He reined in the horse for a moment, as though to give her opportunity to settle herself for a longer ride. But suddenly he felt how her arms unclasped, and in the next instant she had slid down from the saddle, and stood before him in the dusk, out of breath and rearranging her light dress.

"I thank you very much." she said. "It was very jolly; but, now, that's enough. And all the rest is nonsense, and so, good-night! If you can catch me again you may keep me!"

In a second she had sprung away and disappeared behind the nearest houses. Even if he had been seriously inclined to follow her, he would never have been able to find her trail again among the gardens and hedges that bordered the field.

A few passers-by had watched this singular performance from the avenue. He heard all sort of jokes that he did not understand. "Thank God!" he said to himself, "if I had allowed myself to do such a thing in my own dear home, the whole town would be talking of nothing else to-morrow, besides adding all sorts of exaggerations. But here--'Hier bin ich Mensch, hier darf ich's sein!' Long live golden liberty!"

He rode back to town in merry mood. He imagined that he could still feel the arms of the girl about his breast, and her warm breath on his face. His blood had not been cooled by his ride, as he had hoped, and the sharp trot to which he spurred on his horse did not help him. He gave up the reeking horse at the riding-school, and then turned into the Briennerstrasse, in order to sit awhile in the Court Garden, and eat an ice and nurse his dreams.

When he came back to the house where Julie lived, he checked himself suddenly. Who was that standing motionless by the garden fence, with his eyes fixed on the bright parterre window? Jansen?

Felix made a wide circuit to avoid him, and stood looking at him on the other side of the street in the shadow of the houses. For a good half hour he saw his friend opposite continue at his post. Then the window was closed by a heavy curtain, and, immediately after, the watcher at the gate tore himself away and departed slowly.

Felix did not follow him. He scorned to be a spy on the secret ways of his friend. What chance had disclosed to him gave him enough to think about for to-day, without being able to find a solution to the riddle.






BOOK II.





CHAPTER I.


It was unusually still in Angelica's studio, so still that one could plainly hear, through the thin wall that separated her from her neighbor, the cheerful squeak of his white mice. This was always a sign that their master was, as he expressed it, on the rampage, wielding his brush in the thick of the battle of Lützen.

Angelica, too, was very busy.

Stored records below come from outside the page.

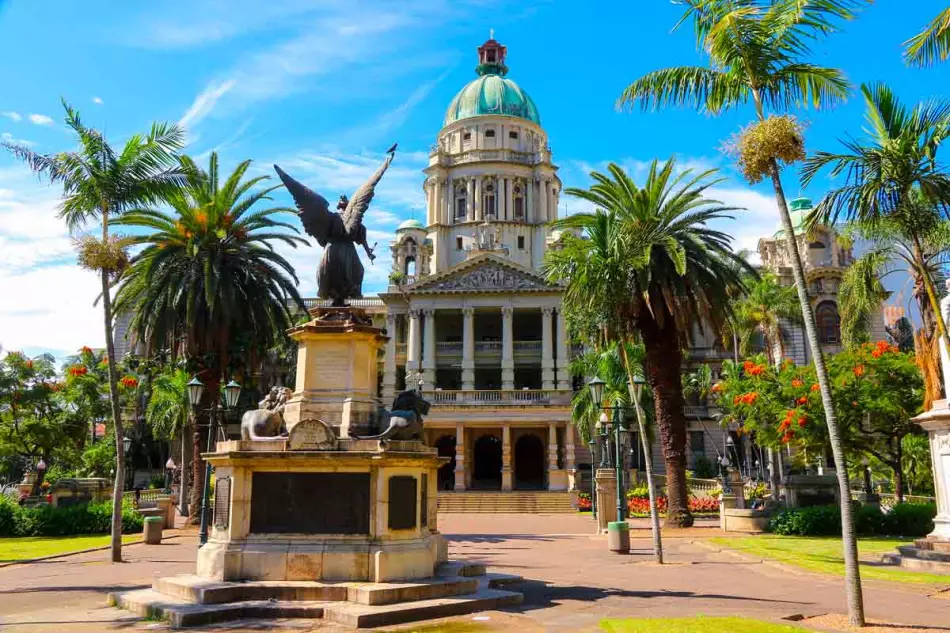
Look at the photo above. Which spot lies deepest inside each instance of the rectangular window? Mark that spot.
(697, 444)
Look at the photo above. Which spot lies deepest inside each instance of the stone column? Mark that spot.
(506, 457)
(471, 199)
(468, 348)
(428, 357)
(507, 349)
(563, 354)
(547, 349)
(459, 456)
(413, 347)
(529, 214)
(543, 200)
(389, 364)
(479, 211)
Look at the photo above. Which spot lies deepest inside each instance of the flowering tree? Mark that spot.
(876, 388)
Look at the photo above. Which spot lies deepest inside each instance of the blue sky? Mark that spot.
(322, 87)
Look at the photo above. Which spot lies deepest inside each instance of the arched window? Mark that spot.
(828, 322)
(488, 200)
(518, 199)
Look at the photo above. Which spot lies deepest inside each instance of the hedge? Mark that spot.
(44, 520)
(904, 519)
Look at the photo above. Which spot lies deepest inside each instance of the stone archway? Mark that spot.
(486, 473)
(446, 447)
(529, 462)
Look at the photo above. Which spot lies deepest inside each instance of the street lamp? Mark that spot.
(232, 393)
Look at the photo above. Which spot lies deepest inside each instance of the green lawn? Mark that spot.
(694, 625)
(23, 548)
(823, 554)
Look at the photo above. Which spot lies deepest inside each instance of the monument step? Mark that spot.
(197, 590)
(363, 616)
(521, 502)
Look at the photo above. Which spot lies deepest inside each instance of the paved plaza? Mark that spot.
(571, 581)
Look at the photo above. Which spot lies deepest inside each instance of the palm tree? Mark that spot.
(893, 181)
(757, 52)
(930, 45)
(767, 308)
(654, 270)
(100, 185)
(208, 275)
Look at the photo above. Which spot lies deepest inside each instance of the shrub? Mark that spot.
(904, 519)
(93, 518)
(909, 519)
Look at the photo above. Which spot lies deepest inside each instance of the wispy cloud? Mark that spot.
(205, 102)
(40, 119)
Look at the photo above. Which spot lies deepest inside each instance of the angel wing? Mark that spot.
(314, 210)
(359, 202)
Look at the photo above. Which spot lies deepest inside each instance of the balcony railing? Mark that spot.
(492, 397)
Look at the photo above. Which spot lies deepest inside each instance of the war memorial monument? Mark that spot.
(331, 514)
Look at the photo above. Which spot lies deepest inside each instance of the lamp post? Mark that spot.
(232, 392)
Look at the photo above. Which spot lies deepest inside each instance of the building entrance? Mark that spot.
(446, 448)
(529, 463)
(486, 474)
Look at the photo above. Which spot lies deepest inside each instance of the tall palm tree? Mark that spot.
(100, 185)
(655, 270)
(930, 45)
(208, 275)
(893, 181)
(767, 308)
(757, 52)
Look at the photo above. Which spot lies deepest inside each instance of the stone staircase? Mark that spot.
(515, 502)
(186, 601)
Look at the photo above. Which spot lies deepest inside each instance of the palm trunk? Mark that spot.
(647, 458)
(663, 363)
(849, 542)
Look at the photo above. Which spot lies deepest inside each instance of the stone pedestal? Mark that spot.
(937, 424)
(361, 512)
(337, 370)
(606, 480)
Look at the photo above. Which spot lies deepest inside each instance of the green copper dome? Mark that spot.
(410, 224)
(798, 210)
(492, 94)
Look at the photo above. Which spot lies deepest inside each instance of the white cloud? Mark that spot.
(6, 137)
(40, 119)
(205, 102)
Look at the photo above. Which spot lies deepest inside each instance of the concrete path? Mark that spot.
(572, 581)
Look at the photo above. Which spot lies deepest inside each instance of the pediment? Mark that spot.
(484, 274)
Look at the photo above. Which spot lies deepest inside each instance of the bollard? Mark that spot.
(153, 530)
(618, 537)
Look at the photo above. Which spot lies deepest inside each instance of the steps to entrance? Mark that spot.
(515, 502)
(457, 588)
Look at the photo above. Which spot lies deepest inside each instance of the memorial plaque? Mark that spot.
(286, 503)
(424, 510)
(312, 435)
(402, 503)
(222, 502)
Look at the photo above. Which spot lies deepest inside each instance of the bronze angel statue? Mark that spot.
(340, 274)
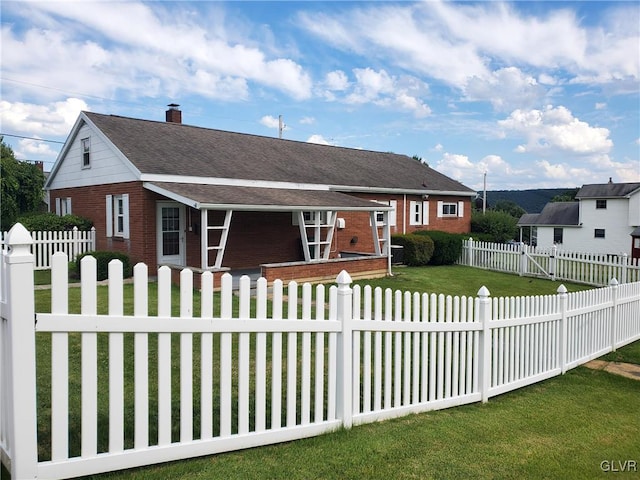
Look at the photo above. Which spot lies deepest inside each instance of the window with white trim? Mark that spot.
(117, 215)
(419, 213)
(311, 216)
(392, 213)
(450, 209)
(63, 206)
(86, 152)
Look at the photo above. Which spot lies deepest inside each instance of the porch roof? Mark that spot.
(225, 197)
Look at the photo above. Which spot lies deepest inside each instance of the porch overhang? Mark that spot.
(231, 197)
(316, 213)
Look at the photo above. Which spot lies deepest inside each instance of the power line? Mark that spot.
(31, 138)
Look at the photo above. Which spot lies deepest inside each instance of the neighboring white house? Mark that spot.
(605, 218)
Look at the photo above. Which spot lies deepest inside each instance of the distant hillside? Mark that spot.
(533, 201)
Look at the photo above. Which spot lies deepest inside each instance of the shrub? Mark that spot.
(49, 222)
(417, 250)
(447, 246)
(102, 263)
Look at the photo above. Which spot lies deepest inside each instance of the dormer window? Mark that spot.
(86, 152)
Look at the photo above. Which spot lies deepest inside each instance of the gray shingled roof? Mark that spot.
(607, 190)
(182, 150)
(554, 213)
(205, 195)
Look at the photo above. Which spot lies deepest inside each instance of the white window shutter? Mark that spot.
(425, 213)
(109, 216)
(125, 207)
(392, 214)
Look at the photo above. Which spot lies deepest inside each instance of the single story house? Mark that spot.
(604, 219)
(167, 193)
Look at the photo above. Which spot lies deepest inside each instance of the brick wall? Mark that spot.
(90, 202)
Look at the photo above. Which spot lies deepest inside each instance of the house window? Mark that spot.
(86, 152)
(392, 214)
(450, 209)
(418, 213)
(311, 217)
(557, 235)
(117, 215)
(63, 206)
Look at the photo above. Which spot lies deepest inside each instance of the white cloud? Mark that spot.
(319, 139)
(52, 120)
(336, 80)
(556, 128)
(270, 122)
(145, 50)
(505, 89)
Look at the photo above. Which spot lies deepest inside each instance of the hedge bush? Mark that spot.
(417, 250)
(447, 246)
(49, 222)
(102, 263)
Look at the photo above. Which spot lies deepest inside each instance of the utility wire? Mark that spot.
(30, 138)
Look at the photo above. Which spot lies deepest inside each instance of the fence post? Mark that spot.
(344, 390)
(563, 299)
(20, 313)
(75, 244)
(614, 313)
(484, 316)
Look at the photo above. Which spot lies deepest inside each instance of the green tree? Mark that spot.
(495, 226)
(21, 186)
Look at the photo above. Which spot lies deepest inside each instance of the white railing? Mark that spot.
(262, 367)
(553, 263)
(72, 242)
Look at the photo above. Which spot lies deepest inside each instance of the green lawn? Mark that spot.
(561, 428)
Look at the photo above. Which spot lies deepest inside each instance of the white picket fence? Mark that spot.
(553, 263)
(72, 242)
(271, 364)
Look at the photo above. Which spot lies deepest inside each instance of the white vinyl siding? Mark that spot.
(117, 215)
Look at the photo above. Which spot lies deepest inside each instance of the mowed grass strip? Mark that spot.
(531, 433)
(565, 427)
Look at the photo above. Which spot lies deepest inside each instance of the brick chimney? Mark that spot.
(174, 115)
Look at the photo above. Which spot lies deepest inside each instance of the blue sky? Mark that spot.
(536, 94)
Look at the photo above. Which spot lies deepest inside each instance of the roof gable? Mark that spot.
(554, 213)
(164, 148)
(608, 190)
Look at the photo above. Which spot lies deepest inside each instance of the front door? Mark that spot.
(171, 231)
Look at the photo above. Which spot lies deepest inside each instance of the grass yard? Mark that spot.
(564, 428)
(561, 428)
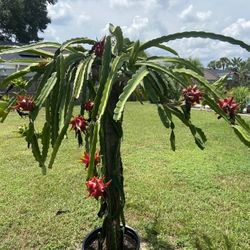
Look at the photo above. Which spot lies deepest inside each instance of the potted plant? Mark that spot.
(101, 77)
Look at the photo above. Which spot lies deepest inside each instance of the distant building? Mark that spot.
(213, 75)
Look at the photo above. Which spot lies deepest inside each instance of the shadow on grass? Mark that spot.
(152, 231)
(199, 241)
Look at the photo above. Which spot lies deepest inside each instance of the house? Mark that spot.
(212, 75)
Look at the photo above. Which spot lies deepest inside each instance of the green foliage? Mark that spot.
(22, 20)
(182, 195)
(107, 74)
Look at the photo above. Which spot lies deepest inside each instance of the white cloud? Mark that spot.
(239, 29)
(147, 19)
(189, 15)
(131, 3)
(186, 13)
(138, 26)
(59, 11)
(121, 3)
(203, 16)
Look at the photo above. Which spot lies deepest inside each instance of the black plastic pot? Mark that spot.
(92, 236)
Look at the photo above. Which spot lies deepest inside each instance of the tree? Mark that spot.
(21, 20)
(224, 61)
(196, 61)
(212, 64)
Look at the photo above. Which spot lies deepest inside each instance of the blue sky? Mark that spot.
(148, 19)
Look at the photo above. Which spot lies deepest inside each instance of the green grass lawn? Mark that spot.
(188, 199)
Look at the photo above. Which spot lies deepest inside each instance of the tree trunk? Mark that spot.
(111, 134)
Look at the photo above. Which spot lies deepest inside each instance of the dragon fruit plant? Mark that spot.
(101, 76)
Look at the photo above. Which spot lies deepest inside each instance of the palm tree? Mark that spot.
(224, 62)
(107, 74)
(196, 62)
(236, 63)
(212, 64)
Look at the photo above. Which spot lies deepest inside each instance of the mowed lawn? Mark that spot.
(188, 199)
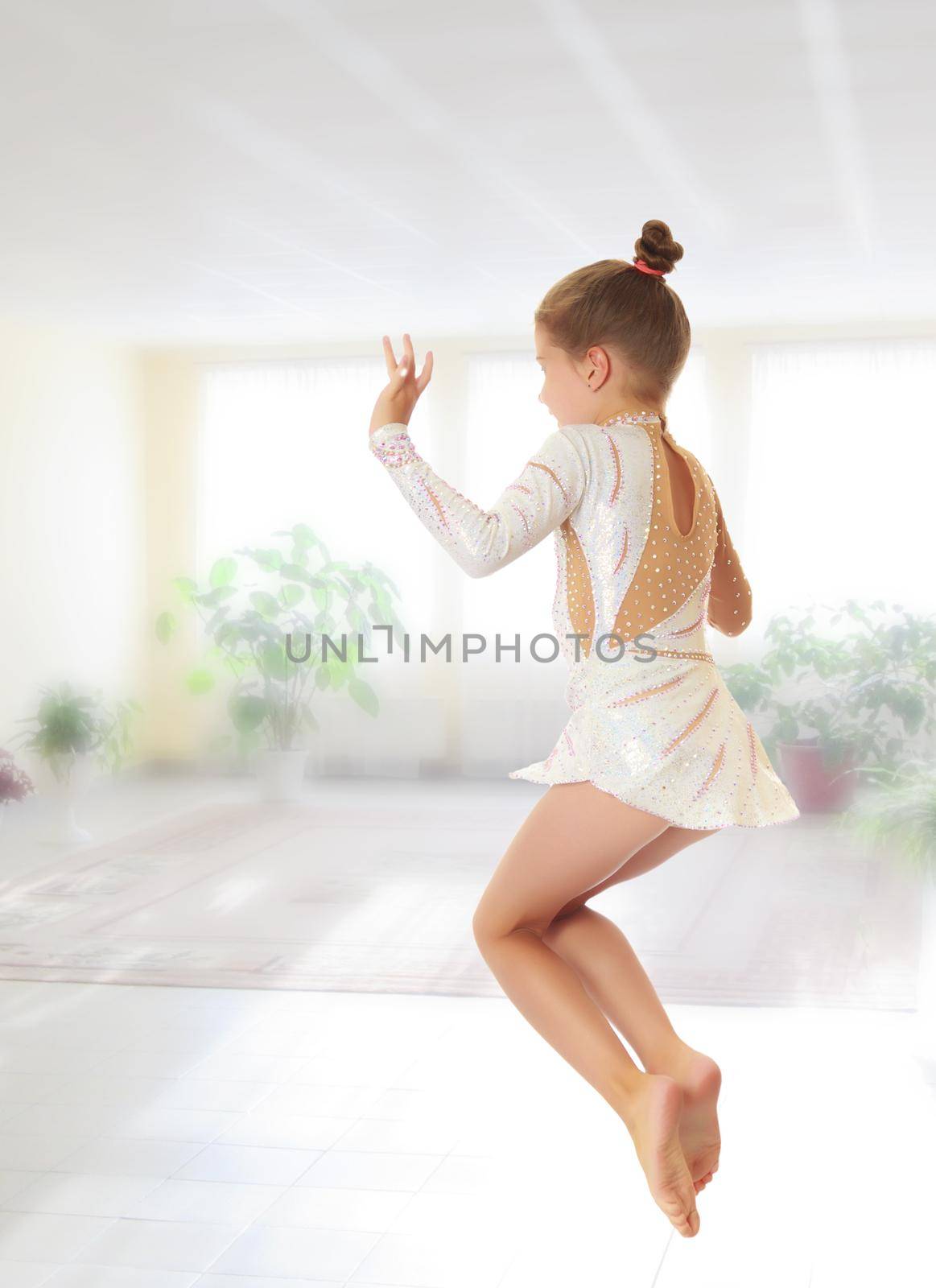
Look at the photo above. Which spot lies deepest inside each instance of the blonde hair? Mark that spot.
(617, 306)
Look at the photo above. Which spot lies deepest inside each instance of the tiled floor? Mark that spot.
(163, 1137)
(263, 1137)
(371, 886)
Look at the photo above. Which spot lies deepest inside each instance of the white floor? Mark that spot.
(163, 1137)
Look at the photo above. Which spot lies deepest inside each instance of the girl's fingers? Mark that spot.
(389, 357)
(427, 374)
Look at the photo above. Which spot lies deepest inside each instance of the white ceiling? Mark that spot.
(279, 171)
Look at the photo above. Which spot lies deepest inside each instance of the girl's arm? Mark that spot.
(729, 602)
(480, 541)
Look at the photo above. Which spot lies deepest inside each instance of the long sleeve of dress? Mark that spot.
(730, 602)
(480, 541)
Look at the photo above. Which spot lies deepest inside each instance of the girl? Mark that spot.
(657, 753)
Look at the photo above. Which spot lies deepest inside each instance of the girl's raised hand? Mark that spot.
(397, 401)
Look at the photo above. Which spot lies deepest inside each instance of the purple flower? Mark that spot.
(14, 783)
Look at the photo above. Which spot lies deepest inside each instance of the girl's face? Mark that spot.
(566, 392)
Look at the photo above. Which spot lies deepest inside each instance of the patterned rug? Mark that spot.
(380, 899)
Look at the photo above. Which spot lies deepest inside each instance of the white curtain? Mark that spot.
(285, 442)
(839, 474)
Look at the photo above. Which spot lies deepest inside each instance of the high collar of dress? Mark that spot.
(649, 419)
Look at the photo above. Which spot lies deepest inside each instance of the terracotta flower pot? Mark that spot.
(815, 789)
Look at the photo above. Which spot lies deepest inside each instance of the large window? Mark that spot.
(839, 473)
(286, 442)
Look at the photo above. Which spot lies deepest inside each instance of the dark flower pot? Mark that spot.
(815, 789)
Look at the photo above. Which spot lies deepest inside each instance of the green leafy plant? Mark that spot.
(70, 723)
(899, 813)
(865, 692)
(266, 613)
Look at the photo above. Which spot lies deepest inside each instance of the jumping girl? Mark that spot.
(657, 753)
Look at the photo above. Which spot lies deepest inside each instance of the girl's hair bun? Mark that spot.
(656, 246)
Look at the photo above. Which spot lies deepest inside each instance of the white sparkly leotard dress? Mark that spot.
(653, 723)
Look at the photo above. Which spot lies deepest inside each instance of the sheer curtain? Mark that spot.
(510, 708)
(841, 473)
(285, 442)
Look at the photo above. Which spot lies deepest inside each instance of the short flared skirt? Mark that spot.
(666, 737)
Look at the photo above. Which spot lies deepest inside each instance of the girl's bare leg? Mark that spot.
(575, 837)
(614, 978)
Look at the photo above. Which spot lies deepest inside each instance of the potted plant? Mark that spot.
(70, 732)
(266, 613)
(841, 701)
(15, 783)
(899, 815)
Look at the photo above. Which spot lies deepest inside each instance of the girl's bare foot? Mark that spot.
(652, 1116)
(699, 1080)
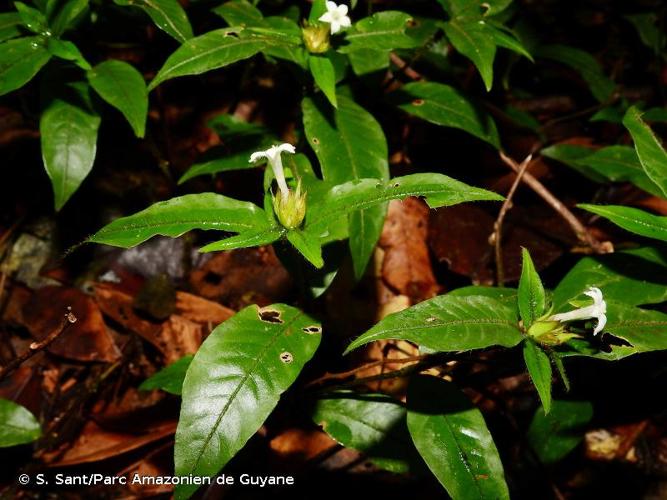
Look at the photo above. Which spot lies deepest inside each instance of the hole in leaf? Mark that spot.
(286, 357)
(270, 315)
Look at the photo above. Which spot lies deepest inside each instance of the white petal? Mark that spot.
(256, 156)
(286, 148)
(602, 321)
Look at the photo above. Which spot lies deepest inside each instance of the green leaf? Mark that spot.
(387, 30)
(240, 13)
(20, 60)
(326, 210)
(308, 246)
(532, 298)
(539, 369)
(168, 15)
(613, 163)
(246, 239)
(9, 25)
(554, 435)
(635, 277)
(449, 323)
(122, 86)
(67, 51)
(234, 383)
(325, 76)
(32, 18)
(213, 50)
(651, 154)
(373, 424)
(170, 378)
(365, 61)
(452, 437)
(207, 211)
(17, 424)
(446, 106)
(350, 144)
(583, 63)
(472, 40)
(632, 219)
(68, 128)
(69, 13)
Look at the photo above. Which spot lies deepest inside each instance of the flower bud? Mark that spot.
(291, 208)
(316, 38)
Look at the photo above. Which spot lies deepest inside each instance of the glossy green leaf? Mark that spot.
(68, 128)
(613, 163)
(387, 30)
(20, 60)
(632, 219)
(235, 381)
(207, 211)
(168, 15)
(169, 379)
(70, 11)
(373, 424)
(449, 323)
(213, 50)
(651, 154)
(327, 209)
(366, 61)
(67, 51)
(324, 76)
(446, 106)
(635, 277)
(539, 369)
(452, 437)
(17, 424)
(472, 40)
(9, 25)
(240, 13)
(554, 435)
(636, 331)
(583, 63)
(32, 18)
(122, 86)
(350, 144)
(531, 296)
(309, 247)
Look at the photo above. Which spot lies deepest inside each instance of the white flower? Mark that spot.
(336, 16)
(597, 310)
(273, 155)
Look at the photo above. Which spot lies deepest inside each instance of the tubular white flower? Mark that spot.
(336, 16)
(597, 310)
(273, 156)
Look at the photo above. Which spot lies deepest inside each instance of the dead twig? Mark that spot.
(579, 229)
(382, 362)
(39, 346)
(496, 237)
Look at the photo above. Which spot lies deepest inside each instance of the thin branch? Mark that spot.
(39, 346)
(430, 361)
(382, 362)
(496, 237)
(579, 229)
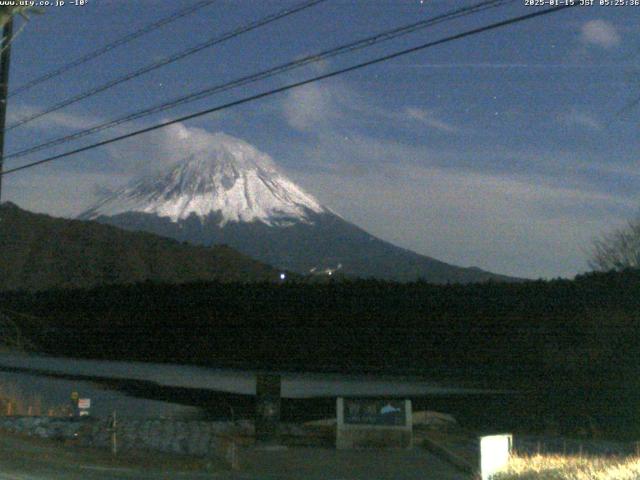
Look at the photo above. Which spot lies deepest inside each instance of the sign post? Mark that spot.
(495, 452)
(374, 423)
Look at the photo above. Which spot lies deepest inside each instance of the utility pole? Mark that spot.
(7, 34)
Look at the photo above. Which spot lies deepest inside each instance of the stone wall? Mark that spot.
(198, 438)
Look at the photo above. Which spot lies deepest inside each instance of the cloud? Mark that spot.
(310, 107)
(428, 119)
(322, 108)
(600, 33)
(578, 118)
(54, 119)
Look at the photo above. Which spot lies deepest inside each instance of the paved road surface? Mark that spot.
(29, 459)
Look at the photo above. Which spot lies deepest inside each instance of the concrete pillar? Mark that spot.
(268, 391)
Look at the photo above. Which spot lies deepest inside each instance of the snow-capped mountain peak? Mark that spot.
(231, 178)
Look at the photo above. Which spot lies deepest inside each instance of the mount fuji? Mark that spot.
(233, 194)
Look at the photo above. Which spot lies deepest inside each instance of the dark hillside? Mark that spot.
(40, 252)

But although she usually liked to chat over her work, to keep the people who sat to her from falling asleep, to-day she rarely opened her lips. It was the last sitting; the last touch, which, after all, is always a new beginning, was to be given to the picture--every stroke of the brush decided the fate of a nuance, the success or failure of an expression.

In order to work more surely, she had put on a pair of spectacles, that can scarcely be said to have improved her appearance, and the painting-jacket, on the left sleeve of which she was accustomed to wipe her brush, had burst open in the ardor of her work, and, with her lance-like maulstick and her shield-like palate, gave a certain pugnacious aspect to her good, honest face, as if she were engaged in a struggle for the release of the enchanted princess who sat in a chair opposite her, and who was also unusually quiet. Whether Julie was turning over in her mind some especially serious thought, or had, like all people sitting to a painter, merely fallen under the influence of a certain absent-minded melancholy, it was impossible to make out.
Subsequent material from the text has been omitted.